For a leader, there’s value in knowing the bad news, writes Mark Tully
There is still critical coverage of the government in the media. But it is instructive to see the ways in which the government exerts pressures on the media in an effort to keep organisations and their journalists in line.Updated: Jul 04, 2020 20:13 IST
Taking part in a Zoom discussion on the 45th anniversary of Indira Gandhi’s declaration of the Emergency reminded me of the absurdities of the press censorship that went with it.
One example: Former minister for information and broadcasting, Vidya Charan Shukla, called me in one day and demanded to know how the British Broadcasting Corporation (BBC) had learnt that there had been an explosion at the All India Radio (AIR)’s Bhopal station. I replied, “We didn’t know, but now that you have told me about it I will report it”. There were so many rumours in the air, frequently said to have been heard on BBC, that Shukla never knew what we had broadcast.
At the same time, when the director-general of AIR told Indira Gandhi that he was being ordered to broadcast news no one would believe, he was told to “forget about credibility”, and do as he had been told. So, the government had no media with the credibility to counter rumours effectively.
I do not agree with those who say that there is an Emergency today. The government does not exercise total control over the media, except in Kashmir. Under that State’s new news and media policy, it is up to bureaucrats and security officials to decide which news is fake or anti-national, a much misused catch-all word, and should, therefore, be censored.
For the rest there is no direct censorship, though, to be sure, there may be instances of pressure. There has also been the extraordinary case of the supposedly independent Prasar Bharati (PB) censuring the Press Trust of India (PTI) by declaring its interviews with the Chinese ambassador in India and the Indian ambassador in China as “detrimental to national interest and undermining India’s territorial integrity”.
There is still critical coverage of the government in the media. But it is instructive to see the ways in which the government exerts pressures on the media in an effort to keep organisations and their journalists in line.
One of the most egregious examples is the charge of sedition brought against veteran journalist Vinod Dua. Sedition is an act originally passed by the British Raj because it was afraid that war might be declared against the government within India.
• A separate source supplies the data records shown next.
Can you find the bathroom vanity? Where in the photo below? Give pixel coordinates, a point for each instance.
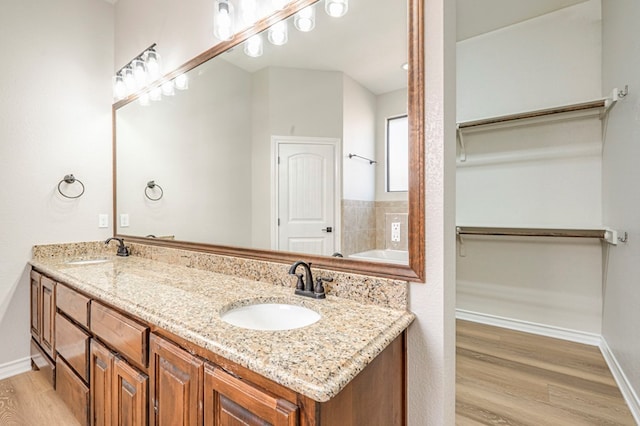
(129, 340)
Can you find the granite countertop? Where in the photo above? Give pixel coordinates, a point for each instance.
(317, 361)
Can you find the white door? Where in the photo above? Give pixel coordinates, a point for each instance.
(306, 197)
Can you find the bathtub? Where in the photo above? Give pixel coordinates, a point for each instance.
(400, 257)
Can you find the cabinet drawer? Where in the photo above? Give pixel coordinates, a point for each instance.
(43, 363)
(72, 343)
(74, 304)
(123, 334)
(72, 391)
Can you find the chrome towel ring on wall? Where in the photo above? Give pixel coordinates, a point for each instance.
(70, 180)
(150, 188)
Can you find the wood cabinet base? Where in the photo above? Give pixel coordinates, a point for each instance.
(73, 391)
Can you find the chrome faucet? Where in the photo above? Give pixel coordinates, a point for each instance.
(122, 249)
(305, 285)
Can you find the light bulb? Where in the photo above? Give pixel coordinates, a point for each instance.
(278, 33)
(156, 94)
(181, 82)
(253, 46)
(129, 79)
(152, 60)
(305, 20)
(119, 88)
(139, 72)
(249, 12)
(168, 88)
(223, 21)
(279, 4)
(144, 99)
(336, 8)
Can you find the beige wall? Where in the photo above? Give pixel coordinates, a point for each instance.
(55, 119)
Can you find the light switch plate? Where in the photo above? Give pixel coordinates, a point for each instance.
(395, 232)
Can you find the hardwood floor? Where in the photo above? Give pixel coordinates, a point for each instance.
(505, 377)
(28, 400)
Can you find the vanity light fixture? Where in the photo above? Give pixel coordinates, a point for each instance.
(336, 8)
(168, 88)
(305, 20)
(181, 82)
(223, 20)
(253, 46)
(278, 33)
(137, 74)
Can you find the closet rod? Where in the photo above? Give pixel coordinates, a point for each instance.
(531, 232)
(600, 103)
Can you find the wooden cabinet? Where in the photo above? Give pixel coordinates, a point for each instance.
(35, 305)
(73, 391)
(48, 310)
(103, 354)
(230, 401)
(101, 373)
(118, 390)
(126, 336)
(176, 380)
(128, 395)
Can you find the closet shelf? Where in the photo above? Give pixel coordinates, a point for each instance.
(600, 103)
(531, 232)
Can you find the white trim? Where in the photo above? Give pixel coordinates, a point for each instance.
(630, 396)
(13, 368)
(531, 327)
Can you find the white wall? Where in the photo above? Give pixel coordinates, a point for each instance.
(621, 174)
(55, 119)
(197, 146)
(288, 102)
(359, 137)
(536, 174)
(557, 55)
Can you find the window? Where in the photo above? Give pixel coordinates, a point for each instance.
(397, 154)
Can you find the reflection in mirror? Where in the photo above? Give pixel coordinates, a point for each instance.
(255, 152)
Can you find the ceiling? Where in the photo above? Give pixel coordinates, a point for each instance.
(475, 17)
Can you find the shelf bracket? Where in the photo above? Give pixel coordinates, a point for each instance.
(461, 249)
(463, 151)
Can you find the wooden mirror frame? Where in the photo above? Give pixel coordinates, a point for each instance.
(415, 271)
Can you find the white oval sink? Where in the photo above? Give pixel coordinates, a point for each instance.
(270, 316)
(87, 261)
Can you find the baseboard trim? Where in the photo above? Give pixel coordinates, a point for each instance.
(630, 396)
(13, 368)
(577, 336)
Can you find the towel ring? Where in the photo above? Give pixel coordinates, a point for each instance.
(70, 179)
(152, 185)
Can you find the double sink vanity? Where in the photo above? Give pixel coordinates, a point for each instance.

The Himachal Pradesh Police registered the FIR against Dua on the complaint of a Bharatiya Janata Party spokesman who didn’t like Dua’s criticism of the government’s implementation of the lockdown. The Supreme Court refused to stay FIR, but did say Dua should not be arrested until further orders.
He was ordered to report to a remote police station. The police have also been interrogating him by sending e-mail questionnaires giving him just two days to reply.
The charge against Dua is part of a pattern of police action against journalists sparked off by the pandemic. According to a report compiled by the Rights and Risks Analysis Group, 22 FIRs have been file against journalists complaining about their Covid-19 reporting. At least 10 have been arrested and four others saved from arrest by the Supreme Court.
Recently, Prime Minister (PM) Narendra Modi discussed the pandemic with Bill Gates by video-conferencing. Gates once said, “Sometimes I think my most important role as a CEO is to listen for bad news. If you don’t act on it your people will stop bringing bad news to your attention and that is the beginning of the end.”
It is the media’s job to bring bad news. The PM should take note of that news and act on it rather than try to suppress it. He should not shoot the messenger, he should listen to the message.
If he doesn’t, he will be misled, as Indira Gandhi was, by a chorus of sycophancy.